Cassandra did not want to break the spell over her senses, and with any of her other sisters, would have stalked toward the house and brooked no question. But Phoebe was different, had always been different.

She was the most like their father, and not only in appearance. The same depth of human understanding lived in her, the same kindness. One could not brush her off.

It pained Cassandra to see the lines of effort around Phoebe's mouth as she leaned on the cane, one hand pressed to her lower back. She had taken a nasty spill from a horse and broken her leg quite badly, which caused her still to limp, though the physicians said it would heal completely with time. The more serious and lingering malady was pain in her back, which Cassandra suspected was nearly constant. She could neither sit nor stand for long, but said walking helped her, so she hobbled with her cane and her dogs across the fields whenever the pain grew intense.

"Are you going to walk?" Cassandra asked.

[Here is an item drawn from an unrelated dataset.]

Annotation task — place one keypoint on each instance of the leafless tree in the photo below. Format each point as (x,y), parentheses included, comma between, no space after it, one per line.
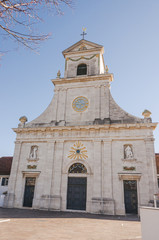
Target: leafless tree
(18,16)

"Yes. I was giving you a little privacy to part with your poet." She smiled, and Cassandra saw their father twinkling from the bright blue eyes. "Very dashing. I nearly swooned. Ophelia is still looking for the smelling salts."

Cassandra chuckled, grateful for the faint mockery in her words. "Ophelia faints over everything. You, on the other hand, have never swooned in all your life." She gestured toward the field. "Would you like a companion?"

"If you do not mind." She took Cassandra's elbow to get down the stairs, letting go when they reached open ground.

"When do you leave with Adriana?"

"Oh, of course, you didn't hear." She smiled happily. "We've had a letter from Leander this afternoon.

He's on his way home, so I am not going to go to Ireland."

Leander and Phoebe had been very close as children, and exchanged long, frequent letters. "Phoebe, that's wonderful! When will he arrive?"

"I don't know." A spasm moved through her back, and though she tried to hold a straight face, Cassandra could feel the sudden rigidness in her body. When it passed, she took a breath and added,

"He says he knows treatments for this malady that he's learned in India."

They both laughed. Leander was given to wild enthusiasms.

"It will be worth exploring."

"Yes." Phoebe looked at her. "So, do you wish to talk about him, this beautiful poet who is obviously besotted with you?"